What is a sea-horse?

          The strange sea creatures, with large heads resembling the horse’s head, are in fact bony fish that belong to the family of Syngnathidae. Because of its head it has been rightly named as a sea-horse. Its body is covered with rough bony plates. Its tail is just like that of a snake.

         Sea-horses vary in size (10 cm to 30 cm) and colour, but they all have the same basic shape. They are found in all the oceans of the world. There are 100 species, which may be white, yellow, red or blue. When resting, a sea-horse wraps its tail round a piece of seaweed. Even when they want to feed, they hold on to seaweed with their tails and pick food out of the water as it floats by. 

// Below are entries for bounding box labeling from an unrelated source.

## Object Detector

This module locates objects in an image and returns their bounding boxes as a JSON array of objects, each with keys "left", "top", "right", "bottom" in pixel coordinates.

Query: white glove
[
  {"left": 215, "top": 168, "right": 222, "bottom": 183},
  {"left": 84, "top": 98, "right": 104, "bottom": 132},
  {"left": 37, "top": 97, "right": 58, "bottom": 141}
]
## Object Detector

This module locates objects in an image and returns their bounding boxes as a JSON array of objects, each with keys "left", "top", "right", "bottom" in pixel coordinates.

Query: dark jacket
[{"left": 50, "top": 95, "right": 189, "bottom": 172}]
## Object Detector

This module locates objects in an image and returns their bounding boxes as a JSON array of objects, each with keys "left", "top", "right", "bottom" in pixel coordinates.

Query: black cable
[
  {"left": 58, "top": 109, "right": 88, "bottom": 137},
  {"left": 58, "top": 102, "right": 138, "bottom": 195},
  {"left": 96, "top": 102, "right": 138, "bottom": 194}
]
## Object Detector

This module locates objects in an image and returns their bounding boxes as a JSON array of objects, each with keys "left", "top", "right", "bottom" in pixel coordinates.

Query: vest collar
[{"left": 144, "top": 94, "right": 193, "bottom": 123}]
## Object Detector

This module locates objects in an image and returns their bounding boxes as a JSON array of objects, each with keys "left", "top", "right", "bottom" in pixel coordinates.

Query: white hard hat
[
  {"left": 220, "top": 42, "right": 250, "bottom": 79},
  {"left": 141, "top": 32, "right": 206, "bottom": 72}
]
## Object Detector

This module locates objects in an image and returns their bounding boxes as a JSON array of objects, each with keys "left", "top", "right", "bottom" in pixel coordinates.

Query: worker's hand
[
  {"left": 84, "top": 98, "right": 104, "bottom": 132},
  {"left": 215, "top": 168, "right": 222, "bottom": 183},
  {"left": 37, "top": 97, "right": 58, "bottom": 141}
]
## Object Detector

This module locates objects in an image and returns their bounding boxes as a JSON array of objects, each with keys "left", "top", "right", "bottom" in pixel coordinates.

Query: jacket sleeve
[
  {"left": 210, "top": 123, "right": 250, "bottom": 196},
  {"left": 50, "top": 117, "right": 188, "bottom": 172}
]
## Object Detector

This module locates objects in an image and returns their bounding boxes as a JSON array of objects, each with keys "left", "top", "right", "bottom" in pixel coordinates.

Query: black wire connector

          The sea-horse swims in an upright position, using its dorsal (back) fin to drive it along. The fin vibrates very rapidly (up to 35 times a second), yet it is the slowest moving fish. It hovers in the water propelling itself and even at top speed it would take a sea-horse about 2.5 days to cover a distance of 1 kilometre!

          The sea-horse is unusual in another way. The female seahorse has a long egg-laying organ which is used to place the eggs in sea-horse’s pouch on the male belly. During courtship the female places her eggs into this pouch and the male then fertilizes them. The male sea-horse can take care of up to three broods every year, with as many as 50 eggs in each brood. The eggs hatch in the pouch of the male and then the tiny young sea-horses leave the pouch about five weeks after the eggs are laid.

           Sea-horses face the least danger from its enemies because other sea fishes do not like to eat them at all.